Богатырским видится Гоголю прошлое — о нём напоминают и украшающие гостиную Собакевича картины с изображением могучих греческих полководцев, и «богатырская рука» генерала Бетрищева, участника войны 1812 года, с которым Чичиков знакомится во втором томе, и многое другое. Современность не столь героична, но и в ней можно обнаружить то, что предвещает наступление очередной богатырской эпохи. «Стоит только попристальнее вглядеться в настоящее, будущее вдруг выступит само собою», — утверждает Гоголь в «Выбранных местах...» (5, 430). Впрочем, все эти «времена» достаточно условны; об их чёткой дифференциации, порождаемой одномерным, сугубо линейным восприятием временно́го процесса, говорить нельзя: прошлое и будущее у Гоголя панхронически совмещаются в каждом моменте настоящего. Так, в «гиперболическом размахе» поэтической речи Державина автор «Выбранных мест…» видит «[о]статок <…> нашего сказочного русского богатырства, которое в виде какого-то тёмного пророчества носится до сих пор над нашею землёю, прообразуя что-то высшее, нас ожидающее» (5, 512—513). Это соотнесённое с настоящим «тёмное (=неясное) пророчество», связывающее воедино прошлое и будущее, даёт наглядное, почти схематическое представление о повествовательном хронотопе «Мёртвых душ», порождаемом совмещением различных «времён» и соответствующих им «пространств», как более или менее локальных (дорога, город N, Россия/Русь, другие государства), так и обобщённо-глобальных (определяемых знаменитой гоголевской формулой «что ни есть на свете»), в границах авторского локуса. Предвестия акцентируют реальность и значимость настоящего, но иногда они столь зримы и ярки, что авторский локус как бы смещается по временной оси — «настоящим» становится картина грядущего, созданная пророческим воображением Гоголя-поэта.
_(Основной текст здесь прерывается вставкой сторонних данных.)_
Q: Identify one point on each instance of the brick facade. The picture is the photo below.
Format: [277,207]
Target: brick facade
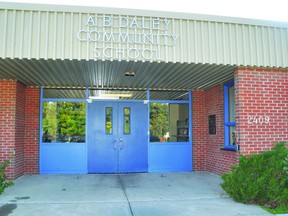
[199,131]
[261,94]
[7,120]
[19,115]
[32,125]
[207,152]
Поэтические пророчества «Мёртвых душ» чрезвычайно интересны: благодаря им уже в первом томе начинает воплощаться — и отчасти воплощается в очень ёмкой, образно-символической форме — масштабный эпический замысел Гоголя. Не менее важно и то, что в сюжетах этих сравнительно небольших по объёму лирических фрагментов угадывается действие законов той самой диалектики чуда, о которой было сказано выше. Наиболее характерна в этом отношении финальная, 11-я глава первого тома, являющаяся прекрасным примером «открытости к историческому движению, при котором пространство обращается во время <…>, а всё существующее предстаёт как органический элемент целостного бытия, включая его прошлое, настоящее и будущее» (8, 98—99). Данная глава содержит два лирических отступления, мимо которых не прошёл, наверное, ни один исследователь творчества Гоголя.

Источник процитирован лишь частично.